Após identificar pontos inconstitucionais no edital de chamamento de Organizações Sociais (OSs) para administrar 23 escolas em Goiás, o Ministério Público Federal, o Ministério Público de Goiás (MP-GO) e o Ministério Público de Contas do Estado recomendaram o adiamento da convocação até que as irregularidades sejam solucionadas.
A recomendação, divulgada hoje (16), foi feita à secretária estadual de Educação, Raquel Teixeira. O governo goiano tem dez dias para se manifestar.
De acordo com os promotores e procuradores, a iniciativa do governo de Goiás fere a valorização dos profissionais de educação, estipula valores a serem repassados às entidades sem divulgar os critérios utilizados na definição, foi estabelecido sem diálogo com a comunidade escolar, entre outros.
“Chegamos à conclusão que o projeto referencial é inconstitucional”, disse o promotor do MP-GO Fernando Krebs, um dos que assinam o texto. “Vai piorar a qualidade da educação.

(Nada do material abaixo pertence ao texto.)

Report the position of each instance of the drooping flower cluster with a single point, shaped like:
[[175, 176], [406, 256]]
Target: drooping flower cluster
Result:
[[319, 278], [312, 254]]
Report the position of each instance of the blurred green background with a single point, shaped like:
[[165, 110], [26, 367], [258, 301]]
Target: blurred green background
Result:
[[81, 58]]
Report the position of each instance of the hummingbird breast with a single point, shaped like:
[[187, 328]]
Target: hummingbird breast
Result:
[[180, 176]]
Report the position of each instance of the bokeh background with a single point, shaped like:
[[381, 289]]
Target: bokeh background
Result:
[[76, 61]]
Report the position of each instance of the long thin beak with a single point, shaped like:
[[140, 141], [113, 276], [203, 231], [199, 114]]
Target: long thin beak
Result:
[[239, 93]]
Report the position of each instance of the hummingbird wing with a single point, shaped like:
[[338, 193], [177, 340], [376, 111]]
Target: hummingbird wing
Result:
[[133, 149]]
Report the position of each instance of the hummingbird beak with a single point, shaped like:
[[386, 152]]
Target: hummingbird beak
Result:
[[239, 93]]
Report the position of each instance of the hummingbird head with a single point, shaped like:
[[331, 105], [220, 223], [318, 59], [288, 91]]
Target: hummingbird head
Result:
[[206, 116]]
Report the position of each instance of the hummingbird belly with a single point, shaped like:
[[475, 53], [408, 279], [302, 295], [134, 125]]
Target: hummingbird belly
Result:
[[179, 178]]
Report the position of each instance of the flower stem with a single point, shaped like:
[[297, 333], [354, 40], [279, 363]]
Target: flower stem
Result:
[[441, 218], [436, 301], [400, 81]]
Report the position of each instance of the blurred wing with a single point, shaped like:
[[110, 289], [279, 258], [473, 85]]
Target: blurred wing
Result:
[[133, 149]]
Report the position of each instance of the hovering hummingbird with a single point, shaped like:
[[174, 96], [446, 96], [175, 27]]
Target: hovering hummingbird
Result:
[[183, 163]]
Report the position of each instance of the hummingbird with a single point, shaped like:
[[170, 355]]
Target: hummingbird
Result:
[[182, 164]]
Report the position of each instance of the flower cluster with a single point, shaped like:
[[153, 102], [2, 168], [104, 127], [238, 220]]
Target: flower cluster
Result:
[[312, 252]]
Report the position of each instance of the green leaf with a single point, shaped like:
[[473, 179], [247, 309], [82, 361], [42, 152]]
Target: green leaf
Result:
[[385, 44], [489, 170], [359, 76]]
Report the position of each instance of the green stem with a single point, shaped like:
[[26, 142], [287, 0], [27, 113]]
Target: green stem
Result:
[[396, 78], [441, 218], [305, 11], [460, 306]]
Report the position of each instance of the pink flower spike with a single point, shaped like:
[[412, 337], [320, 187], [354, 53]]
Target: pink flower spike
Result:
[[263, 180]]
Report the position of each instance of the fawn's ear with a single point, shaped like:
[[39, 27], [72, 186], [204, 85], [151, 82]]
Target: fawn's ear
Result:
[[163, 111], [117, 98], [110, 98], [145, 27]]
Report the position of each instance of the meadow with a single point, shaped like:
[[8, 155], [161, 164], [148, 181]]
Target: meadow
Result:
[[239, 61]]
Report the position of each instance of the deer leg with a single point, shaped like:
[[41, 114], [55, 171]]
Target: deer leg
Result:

Vai promover a terceirização, a privatização às avessas da escola pública”, acrescentou.
O edital de chamamento das OSs foi publicado no fim de dezembro do ano passado. Ontem (15), ocorreu a abertura de envelopes com as propostas. Nenhuma das dez organizações participantes entregou a documentação completa. Uma nova sessão foi agendada para o próximo dia 25.
“Se o edital não for suspenso, vamos recorrer à Justiça e pedir uma decisão liminar”. Caso o edital não seja adiado, a intenção é levar a questão ao conhecimento da Procuradoria-Geral da República para uma eventual ação direta de inconstitucionalidade.
Irregularidades
De acordo com a recomendação dos ministérios públicos, ao abrir possibilidade de 70% dos docentes e até 100% dos servidores administrativos das escolas geridas por OSs serem empregados privados, o edital viola a determinação constitucional de valorização dos profissionais da educação. Além disso, segundo os procuradores, a contratação de docentes para o ensino público só pode ocorrer por meio de concurso.
Os valores dos repasses às OSs também são questionados na recomendação. O edital de chamamento não deixa claro quanto será transferido para as entidades, apenas estipula que o valor mínimo de repasse por aluno será de R$ 250 e o máximo, de R$ 350. De acordo com os ministérios públicos, os valores são muito diferentes dos praticados atualmente e o governo do estado não explicou os critérios utilizados para defini-los.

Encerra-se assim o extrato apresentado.